Arbeitgeberin ordnete aufgrund organisatorischer Mängel Präsenzpflicht an 

Ein seit April 2014 beschäftigter IT-Arbeitnehmer arbeitete regelmäßig mindestens 50 Prozent seiner Arbeitszeit im Homeoffice, insbesondere montags und freitags. Im Sommer 2025 kam es während seiner urlaubsbedingten Abwesenheit zu Problemen in der Abteilung. Der übergeordnete Dezernatsleiter gewann den Eindruck erheblicher organisatorischer Defizite, insbesondere mangelhafte Projektsteuerung und fehlende Kommunikation mit den externen Beratern. 

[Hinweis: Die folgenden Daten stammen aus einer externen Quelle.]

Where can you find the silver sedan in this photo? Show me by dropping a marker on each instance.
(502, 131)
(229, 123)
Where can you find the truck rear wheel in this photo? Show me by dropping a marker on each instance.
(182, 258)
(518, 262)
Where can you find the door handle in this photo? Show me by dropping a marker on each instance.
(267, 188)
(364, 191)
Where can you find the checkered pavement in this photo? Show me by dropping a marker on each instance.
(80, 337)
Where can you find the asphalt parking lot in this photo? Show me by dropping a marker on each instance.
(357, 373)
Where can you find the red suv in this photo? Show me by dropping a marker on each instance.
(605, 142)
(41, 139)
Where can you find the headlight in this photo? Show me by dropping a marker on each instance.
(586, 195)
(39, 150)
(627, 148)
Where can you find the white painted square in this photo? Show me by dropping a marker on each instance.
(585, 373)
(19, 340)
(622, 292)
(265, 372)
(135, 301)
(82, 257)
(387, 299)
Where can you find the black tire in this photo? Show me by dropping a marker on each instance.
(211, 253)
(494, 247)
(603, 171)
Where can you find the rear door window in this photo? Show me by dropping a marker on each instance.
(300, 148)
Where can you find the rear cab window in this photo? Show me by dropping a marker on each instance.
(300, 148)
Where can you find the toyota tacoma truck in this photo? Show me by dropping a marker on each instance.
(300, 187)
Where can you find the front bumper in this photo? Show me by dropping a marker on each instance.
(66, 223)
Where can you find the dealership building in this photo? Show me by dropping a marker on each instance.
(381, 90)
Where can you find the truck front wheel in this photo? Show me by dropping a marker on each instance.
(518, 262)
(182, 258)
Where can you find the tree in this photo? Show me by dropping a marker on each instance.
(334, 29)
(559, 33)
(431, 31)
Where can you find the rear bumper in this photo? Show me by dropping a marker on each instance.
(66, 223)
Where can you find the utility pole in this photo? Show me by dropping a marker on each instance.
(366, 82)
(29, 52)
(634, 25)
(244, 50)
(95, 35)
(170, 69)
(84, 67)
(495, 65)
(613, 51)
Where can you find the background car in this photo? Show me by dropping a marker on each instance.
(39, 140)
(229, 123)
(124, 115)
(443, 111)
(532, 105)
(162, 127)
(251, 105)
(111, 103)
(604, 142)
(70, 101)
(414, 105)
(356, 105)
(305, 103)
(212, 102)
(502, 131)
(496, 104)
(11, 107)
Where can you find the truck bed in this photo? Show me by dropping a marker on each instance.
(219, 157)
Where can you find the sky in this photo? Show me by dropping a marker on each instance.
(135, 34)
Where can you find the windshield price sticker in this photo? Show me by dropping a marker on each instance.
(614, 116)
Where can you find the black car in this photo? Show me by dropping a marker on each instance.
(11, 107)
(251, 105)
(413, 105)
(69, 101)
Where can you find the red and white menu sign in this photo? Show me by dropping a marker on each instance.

Der Dezernatsleiter entzog dem Arbeitnehmer zunächst die Homeoffice-Möglichkeit vollständig. Später wurde die Weisung dahingehend gelockert, dass dem Arbeitnehmer freitags die Arbeit im Homeoffice gestattet wurde.; die Präsenzpflicht galt damit montags bis donnerstags. In der Abteilung des Arbeitnehmers waren neben ihm und seiner Vorgesetzten lediglich eine Teilzeitkraft sowie externe Mitarbeiter tätig, wobei Letztere ausschließlich remote arbeiteten. 

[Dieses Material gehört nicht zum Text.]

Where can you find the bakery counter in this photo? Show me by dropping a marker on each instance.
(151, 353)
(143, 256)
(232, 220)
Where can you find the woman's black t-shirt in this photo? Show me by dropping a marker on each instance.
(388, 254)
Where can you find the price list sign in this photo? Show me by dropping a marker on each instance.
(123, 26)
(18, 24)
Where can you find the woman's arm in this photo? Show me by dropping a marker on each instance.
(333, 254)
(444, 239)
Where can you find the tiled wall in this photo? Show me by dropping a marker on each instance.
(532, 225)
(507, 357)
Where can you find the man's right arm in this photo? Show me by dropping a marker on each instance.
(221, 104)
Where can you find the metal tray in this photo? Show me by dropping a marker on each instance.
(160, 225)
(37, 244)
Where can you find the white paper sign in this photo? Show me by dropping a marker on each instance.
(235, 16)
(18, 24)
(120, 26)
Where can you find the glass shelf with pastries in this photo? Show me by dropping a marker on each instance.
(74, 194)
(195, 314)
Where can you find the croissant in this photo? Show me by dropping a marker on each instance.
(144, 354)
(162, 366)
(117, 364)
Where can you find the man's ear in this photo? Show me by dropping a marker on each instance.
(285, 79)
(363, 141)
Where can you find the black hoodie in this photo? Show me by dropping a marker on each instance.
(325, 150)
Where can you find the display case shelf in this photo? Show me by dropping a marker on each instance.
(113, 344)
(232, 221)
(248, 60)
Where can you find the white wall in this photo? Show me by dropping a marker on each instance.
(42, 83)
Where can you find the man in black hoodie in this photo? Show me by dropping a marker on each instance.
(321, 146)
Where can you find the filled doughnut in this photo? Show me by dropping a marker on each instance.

Arbeitsgericht: Präsenzanweisung war ermessensfehlerhaft 

Das Arbeitsgericht Düsseldorf differenzierte in seiner Entscheidung klar zwischen Anspruch und Ermessenskontrolle: Der Arbeitnehmer hat keinen Anspruch auf Homeoffice, allerdings war die Weisung der Arbeitgeberin zur Rückkehr in den Betrieb ermessensfehlerhaft. 

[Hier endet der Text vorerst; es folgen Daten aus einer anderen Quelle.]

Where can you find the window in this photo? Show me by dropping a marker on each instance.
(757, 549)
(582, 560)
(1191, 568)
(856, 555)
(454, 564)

Der Arbeitnehmer hatte weder aus dem Arbeitsvertrag noch aus einer Gesamtzusage, betrieblichen Übung, Konkretisierung des Direktionsrechts oder dem arbeitsrechtlichen Gleichbehandlungsgrundsatz einen durchsetzbaren Anspruch auf Homeoffice-Tage. Insbesondere eine betriebliche Übung scheiterte daran, dass die bloße Gewährung von Homeoffice durch den Vorgesetzten als klassische Ausübung des Direktionsrechts nach § 106 GewO zu werten ist und nicht als Willenserklärung zur dauerhaften Begründung einer Vergünstigung. Auch eine Konkretisierung des Direktionsrechts lag mangels besonderer Umstände über den bloßen Zeitablauf hinaus nicht vor. 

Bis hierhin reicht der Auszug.